Afternoom, All - this was waiting for me this morning as I opened up my email from Lorenz Schug over in Detzem - 

http://www.accucraft.de/Produkte/1_...team_.html

I bleeve that this is the very first mas-produced live-steam model of this heavy freight locomotive ever made.

The price is not half-bad either - on a par with the SP F4/5 of recent production.

Sure to be a hit!

tac
http://www.ovgrs.org/
Supporter of the Cape Meares Lighthouse Restoration Fund


----------



## Dr Rivet (Jan 5, 2008)

TAC 

You are becoming a problem..... 

First it was the Britannia [70037 / Hareward the Wake]; and NOW THIS... a BR-45 2-10-2 to go along side my ancient Aster BR-44 2-10-0. 

Many thanks for the link. 

YMHAOS


----------



## tacfoley (Jan 3, 2008)

Posted By Dr Rivet on 28 Dec 2010 05:08 PM 
TAC 

You are becoming a problem..... 

First it was the Britannia [70037 / Hareward the Wake]; and NOW THIS... a BR-45 2-10-2 to go along side my ancient Aster BR-44 2-10-0. 

Many thanks for the link. 

YMHAOS 
*I* should have your problem. Hope you have the nameplates of '37 correctly spelled ' H-*E-*R-E-W-A-R-D the WAKE'.

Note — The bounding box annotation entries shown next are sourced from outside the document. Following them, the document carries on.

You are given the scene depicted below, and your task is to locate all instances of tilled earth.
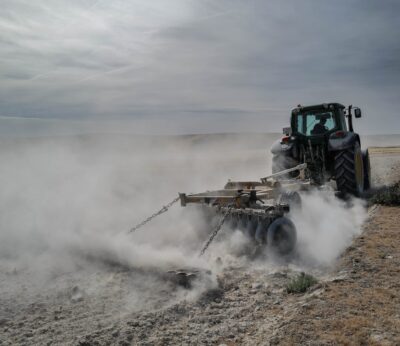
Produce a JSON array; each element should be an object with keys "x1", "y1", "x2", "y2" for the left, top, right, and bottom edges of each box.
[{"x1": 0, "y1": 147, "x2": 400, "y2": 345}]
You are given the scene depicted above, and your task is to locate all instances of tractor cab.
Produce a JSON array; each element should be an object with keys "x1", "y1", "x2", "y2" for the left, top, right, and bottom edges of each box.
[
  {"x1": 291, "y1": 103, "x2": 347, "y2": 142},
  {"x1": 271, "y1": 103, "x2": 369, "y2": 196}
]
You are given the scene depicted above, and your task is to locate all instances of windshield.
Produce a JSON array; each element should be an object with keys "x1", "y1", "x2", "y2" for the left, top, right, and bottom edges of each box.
[{"x1": 296, "y1": 111, "x2": 336, "y2": 136}]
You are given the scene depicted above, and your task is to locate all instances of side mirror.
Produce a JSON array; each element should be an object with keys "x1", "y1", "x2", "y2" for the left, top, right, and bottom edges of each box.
[{"x1": 282, "y1": 127, "x2": 292, "y2": 136}]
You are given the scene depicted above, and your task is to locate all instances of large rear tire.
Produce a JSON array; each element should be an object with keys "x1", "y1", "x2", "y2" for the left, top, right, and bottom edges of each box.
[{"x1": 335, "y1": 142, "x2": 365, "y2": 196}]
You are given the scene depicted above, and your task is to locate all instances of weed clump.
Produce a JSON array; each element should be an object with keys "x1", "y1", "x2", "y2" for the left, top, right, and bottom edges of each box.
[
  {"x1": 286, "y1": 273, "x2": 318, "y2": 293},
  {"x1": 369, "y1": 182, "x2": 400, "y2": 206}
]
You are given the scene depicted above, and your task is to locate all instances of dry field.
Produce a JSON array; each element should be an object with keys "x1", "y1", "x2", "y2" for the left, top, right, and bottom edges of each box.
[{"x1": 0, "y1": 135, "x2": 400, "y2": 346}]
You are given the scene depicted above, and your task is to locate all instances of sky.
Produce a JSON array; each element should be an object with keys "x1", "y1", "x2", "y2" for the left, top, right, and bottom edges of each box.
[{"x1": 0, "y1": 0, "x2": 400, "y2": 135}]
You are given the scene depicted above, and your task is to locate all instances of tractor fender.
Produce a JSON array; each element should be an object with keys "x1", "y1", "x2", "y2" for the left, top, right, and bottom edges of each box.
[
  {"x1": 271, "y1": 139, "x2": 294, "y2": 155},
  {"x1": 328, "y1": 132, "x2": 360, "y2": 151}
]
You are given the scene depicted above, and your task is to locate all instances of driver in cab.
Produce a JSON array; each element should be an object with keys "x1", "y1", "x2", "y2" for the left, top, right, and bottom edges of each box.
[{"x1": 311, "y1": 117, "x2": 329, "y2": 135}]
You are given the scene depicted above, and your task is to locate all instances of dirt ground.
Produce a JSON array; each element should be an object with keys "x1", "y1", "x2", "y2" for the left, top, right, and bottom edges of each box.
[{"x1": 0, "y1": 137, "x2": 400, "y2": 346}]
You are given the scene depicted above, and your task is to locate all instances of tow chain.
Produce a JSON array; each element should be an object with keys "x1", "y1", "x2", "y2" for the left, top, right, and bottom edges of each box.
[
  {"x1": 199, "y1": 207, "x2": 233, "y2": 257},
  {"x1": 128, "y1": 196, "x2": 180, "y2": 233}
]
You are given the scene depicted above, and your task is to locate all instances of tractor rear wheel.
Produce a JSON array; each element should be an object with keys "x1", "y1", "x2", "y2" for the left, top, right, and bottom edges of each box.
[{"x1": 335, "y1": 142, "x2": 364, "y2": 196}]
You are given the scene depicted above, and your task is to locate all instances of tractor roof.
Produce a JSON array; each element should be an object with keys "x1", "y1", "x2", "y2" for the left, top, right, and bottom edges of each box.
[{"x1": 292, "y1": 102, "x2": 345, "y2": 113}]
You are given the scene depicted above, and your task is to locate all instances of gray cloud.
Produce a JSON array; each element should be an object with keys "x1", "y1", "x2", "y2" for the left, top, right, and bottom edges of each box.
[{"x1": 0, "y1": 0, "x2": 400, "y2": 133}]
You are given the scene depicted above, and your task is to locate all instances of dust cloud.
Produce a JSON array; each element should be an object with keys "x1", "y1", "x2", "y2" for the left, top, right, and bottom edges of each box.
[{"x1": 0, "y1": 134, "x2": 372, "y2": 308}]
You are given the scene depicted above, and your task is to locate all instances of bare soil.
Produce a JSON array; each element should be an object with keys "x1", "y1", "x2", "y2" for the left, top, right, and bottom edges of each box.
[{"x1": 0, "y1": 139, "x2": 400, "y2": 346}]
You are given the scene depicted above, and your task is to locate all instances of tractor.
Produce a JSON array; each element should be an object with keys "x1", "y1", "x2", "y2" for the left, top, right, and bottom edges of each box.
[{"x1": 271, "y1": 103, "x2": 370, "y2": 197}]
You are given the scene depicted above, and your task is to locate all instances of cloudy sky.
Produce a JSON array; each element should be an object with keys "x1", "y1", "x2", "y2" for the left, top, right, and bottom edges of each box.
[{"x1": 0, "y1": 0, "x2": 400, "y2": 134}]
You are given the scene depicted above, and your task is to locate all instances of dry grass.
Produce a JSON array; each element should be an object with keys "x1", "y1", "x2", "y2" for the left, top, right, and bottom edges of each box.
[{"x1": 274, "y1": 207, "x2": 400, "y2": 345}]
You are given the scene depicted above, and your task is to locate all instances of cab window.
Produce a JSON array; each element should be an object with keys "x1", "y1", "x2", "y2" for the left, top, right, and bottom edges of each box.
[{"x1": 296, "y1": 112, "x2": 336, "y2": 136}]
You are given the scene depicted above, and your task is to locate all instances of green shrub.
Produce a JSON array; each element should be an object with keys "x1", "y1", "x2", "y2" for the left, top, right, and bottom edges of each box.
[{"x1": 286, "y1": 273, "x2": 318, "y2": 293}]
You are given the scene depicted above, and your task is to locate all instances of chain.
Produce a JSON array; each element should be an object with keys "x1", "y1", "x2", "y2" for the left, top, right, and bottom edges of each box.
[
  {"x1": 128, "y1": 197, "x2": 180, "y2": 233},
  {"x1": 199, "y1": 207, "x2": 233, "y2": 257}
]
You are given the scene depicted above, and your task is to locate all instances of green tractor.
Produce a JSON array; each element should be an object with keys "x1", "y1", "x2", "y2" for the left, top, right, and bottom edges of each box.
[{"x1": 271, "y1": 103, "x2": 370, "y2": 196}]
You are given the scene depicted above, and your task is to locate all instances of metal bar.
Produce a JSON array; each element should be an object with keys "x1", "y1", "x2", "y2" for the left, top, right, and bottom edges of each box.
[{"x1": 261, "y1": 163, "x2": 307, "y2": 183}]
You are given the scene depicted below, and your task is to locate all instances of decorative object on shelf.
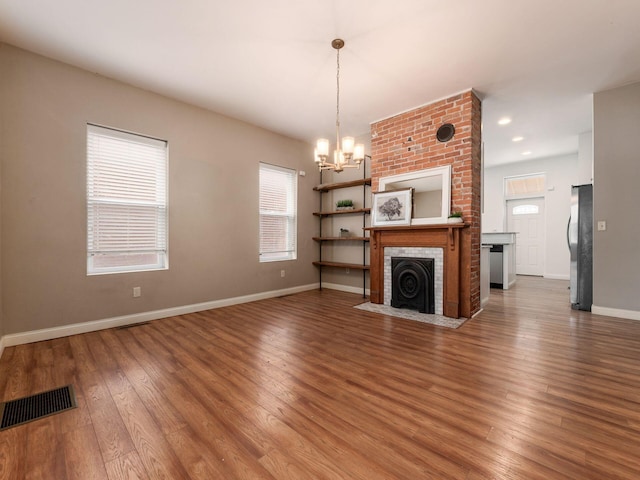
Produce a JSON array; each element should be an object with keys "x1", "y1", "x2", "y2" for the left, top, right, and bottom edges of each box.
[
  {"x1": 336, "y1": 200, "x2": 355, "y2": 212},
  {"x1": 371, "y1": 188, "x2": 413, "y2": 227},
  {"x1": 436, "y1": 123, "x2": 456, "y2": 142},
  {"x1": 447, "y1": 212, "x2": 462, "y2": 223},
  {"x1": 314, "y1": 38, "x2": 364, "y2": 172}
]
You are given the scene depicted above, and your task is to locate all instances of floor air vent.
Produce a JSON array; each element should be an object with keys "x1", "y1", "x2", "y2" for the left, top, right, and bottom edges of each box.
[{"x1": 0, "y1": 385, "x2": 77, "y2": 430}]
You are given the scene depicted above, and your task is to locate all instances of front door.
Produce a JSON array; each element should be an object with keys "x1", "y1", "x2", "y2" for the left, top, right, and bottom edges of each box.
[{"x1": 507, "y1": 197, "x2": 545, "y2": 276}]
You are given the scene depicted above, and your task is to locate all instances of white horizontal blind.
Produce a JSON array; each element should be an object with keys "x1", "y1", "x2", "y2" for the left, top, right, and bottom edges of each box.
[
  {"x1": 260, "y1": 163, "x2": 297, "y2": 262},
  {"x1": 87, "y1": 125, "x2": 167, "y2": 274},
  {"x1": 504, "y1": 173, "x2": 546, "y2": 197}
]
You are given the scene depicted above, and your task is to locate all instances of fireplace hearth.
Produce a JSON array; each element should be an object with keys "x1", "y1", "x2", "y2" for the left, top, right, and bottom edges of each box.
[{"x1": 391, "y1": 257, "x2": 435, "y2": 313}]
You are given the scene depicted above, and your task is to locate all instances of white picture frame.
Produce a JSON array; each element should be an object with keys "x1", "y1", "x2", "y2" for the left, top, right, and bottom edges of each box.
[{"x1": 371, "y1": 188, "x2": 413, "y2": 227}]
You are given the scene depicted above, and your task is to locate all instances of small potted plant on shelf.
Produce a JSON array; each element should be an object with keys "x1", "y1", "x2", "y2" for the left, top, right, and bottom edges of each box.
[
  {"x1": 336, "y1": 200, "x2": 354, "y2": 212},
  {"x1": 448, "y1": 212, "x2": 462, "y2": 223}
]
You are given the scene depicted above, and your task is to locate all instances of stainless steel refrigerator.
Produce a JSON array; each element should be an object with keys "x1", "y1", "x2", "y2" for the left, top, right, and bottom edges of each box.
[{"x1": 567, "y1": 185, "x2": 593, "y2": 312}]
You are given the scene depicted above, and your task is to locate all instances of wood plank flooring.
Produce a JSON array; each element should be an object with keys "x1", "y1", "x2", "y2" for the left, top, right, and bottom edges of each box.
[{"x1": 0, "y1": 277, "x2": 640, "y2": 480}]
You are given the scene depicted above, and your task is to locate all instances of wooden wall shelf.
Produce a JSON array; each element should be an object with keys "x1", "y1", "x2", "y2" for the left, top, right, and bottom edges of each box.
[
  {"x1": 313, "y1": 177, "x2": 371, "y2": 192},
  {"x1": 313, "y1": 261, "x2": 370, "y2": 270},
  {"x1": 313, "y1": 162, "x2": 371, "y2": 298},
  {"x1": 313, "y1": 208, "x2": 371, "y2": 217},
  {"x1": 313, "y1": 237, "x2": 369, "y2": 242}
]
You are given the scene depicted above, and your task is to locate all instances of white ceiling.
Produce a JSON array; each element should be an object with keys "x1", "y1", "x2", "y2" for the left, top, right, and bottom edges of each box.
[{"x1": 0, "y1": 0, "x2": 640, "y2": 166}]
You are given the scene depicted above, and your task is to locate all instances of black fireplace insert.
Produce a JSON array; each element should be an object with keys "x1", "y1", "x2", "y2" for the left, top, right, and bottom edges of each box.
[{"x1": 391, "y1": 257, "x2": 435, "y2": 313}]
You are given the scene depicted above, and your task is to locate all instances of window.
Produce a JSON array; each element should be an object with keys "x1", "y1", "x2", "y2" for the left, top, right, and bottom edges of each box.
[
  {"x1": 504, "y1": 173, "x2": 545, "y2": 197},
  {"x1": 511, "y1": 205, "x2": 540, "y2": 215},
  {"x1": 260, "y1": 163, "x2": 297, "y2": 262},
  {"x1": 87, "y1": 125, "x2": 167, "y2": 275}
]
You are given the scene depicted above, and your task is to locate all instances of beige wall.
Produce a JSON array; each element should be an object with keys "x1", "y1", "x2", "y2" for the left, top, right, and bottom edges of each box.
[
  {"x1": 0, "y1": 44, "x2": 317, "y2": 334},
  {"x1": 593, "y1": 83, "x2": 640, "y2": 319}
]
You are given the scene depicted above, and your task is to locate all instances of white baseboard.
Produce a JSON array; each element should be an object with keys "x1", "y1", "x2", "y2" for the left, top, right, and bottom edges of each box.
[
  {"x1": 322, "y1": 282, "x2": 370, "y2": 295},
  {"x1": 0, "y1": 283, "x2": 320, "y2": 348},
  {"x1": 591, "y1": 305, "x2": 640, "y2": 320},
  {"x1": 544, "y1": 273, "x2": 569, "y2": 280}
]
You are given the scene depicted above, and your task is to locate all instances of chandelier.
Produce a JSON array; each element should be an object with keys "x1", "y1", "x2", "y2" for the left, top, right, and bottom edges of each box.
[{"x1": 314, "y1": 38, "x2": 364, "y2": 172}]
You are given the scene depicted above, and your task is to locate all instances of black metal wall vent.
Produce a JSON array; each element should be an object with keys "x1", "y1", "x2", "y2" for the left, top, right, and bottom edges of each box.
[{"x1": 0, "y1": 385, "x2": 77, "y2": 430}]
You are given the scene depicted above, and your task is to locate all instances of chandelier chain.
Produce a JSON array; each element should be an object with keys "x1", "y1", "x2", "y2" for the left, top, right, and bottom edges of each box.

And what does the acronym stand for?

tac
http://www.ovgrs.org/
Supporter of the Cape Meares Lighthouse Restoration Fund


----------



## Dr Rivet (Jan 5, 2008)

tac 

Yes - HEREWARD; just a typical Dr R typo 
YMHAOS - closing over signature in letters from the OLD days in Britian and the colonies, although I am sure it was written out in those days. 
Your Most Humble And Obedient Servant


----------



## tacfoley (Jan 3, 2008)

Ah, yes. The old days. 

Quite. 

tac 
www.ovgrs.org 
Supporter of the Cape Meares Lighthouse Restoration Fund


----------



## GrizzlyFlatsFan (Jan 5, 2008)

And they seem to be getting older all the time.


----------



## livesteam53 (Jan 4, 2008)

Who's getting old? 

I am just re-living my childhood with wonderful brass toys instead of tin.


----------